Guideline-recommended IV loop diuretics improve symptoms of fluid overload in patients with acute decompensated heart failure (HF), but many have residual congestion. While sequential diuretics may provide an answer,1,2 decisive evidence on the optimal drugs, dosing schedule and route of administration is lacking.
In a Hot Line session yesterday, Professor Wilfried Mullens (Hospital Oost-Limburg [ZOL] - Genk, Belgium) presented results from the largest diuretic trial performed in patients with acute decompensated HF, the ADVOR trial, which investigated whether adding the carbonic anhydrase inhibitor, acetazolamide, to IV loop diuretics would improve decongestion and outcomes.
Participants in this randomised, double-blind, pragmatic investigator-initiated trial were hospitalised with acute HF, had clinically evident volume overload and elevated NT-proBNP, and had received at least 1 month of maintenance therapy with loop diuretics. Participants were randomised 1:1 to receive IV acetazolamide (500 mg once daily, administered as a bolus upon randomisation and during the next 2 days or until successful decongestion) or placebo, stratified according to ejection fraction (<40% versus ≥40%). At randomisation, oral loop diuretics were stopped and all patients received high-dose IV loop diuretics. The primary endpoint was successful decongestion, defined as no clinical signs of fluid overload (other than trace oedema) within 3 days of randomisation without the need for escalation of decongestive therapy.

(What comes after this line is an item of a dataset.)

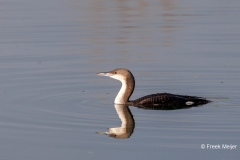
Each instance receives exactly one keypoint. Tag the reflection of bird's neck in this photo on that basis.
(127, 125)
(124, 115)
(128, 84)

A total of 519 adults with an average age of 78 years (63% male) were enrolled at 27 centres in Belgium.
The primary endpoint of successful decongestion was more frequent in patients receiving acetazolamide compared with placebo (42.2% versus 30.5%; relative risk [RR] 1.46; 95% CI 1.17 to 1.82; p=0.0009).
Among 473 patients alive at discharge, successful decongestion was achieved in 78.8% receiving acetazolamide and 62.5% receiving placebo (RR 1.27; 95% CI 1.13 to 1.43; p=0.0001). In terms of secondary endpoints, acetazolamide was associated with a shorter hospital stay than placebo (average 8.8 days versus 9.9 days, respectively; p=0.02) but there was no difference between groups in the composite outcome of all-cause mortality and hospitalisation for HF within 3 months.
Discussing the results, Prof. Mullens says: “Patients treated with acetazolamide had more diuresis and natriuresis, and were more likely to be discharged without residual signs of volume overload. There did not appear to be an increase in adverse events with the drug. Participants had similar characteristics to patients in real-world practice, including a high degree of congestion, advanced age and many comorbidities.” He concludes: “Acetazolamide is easy to use, safe, effective, off-patent and cheap. It is therefore expected that the results of ADVOR will lead to a paradigm shift in the way physicians worldwide treat acute decompensated HF.”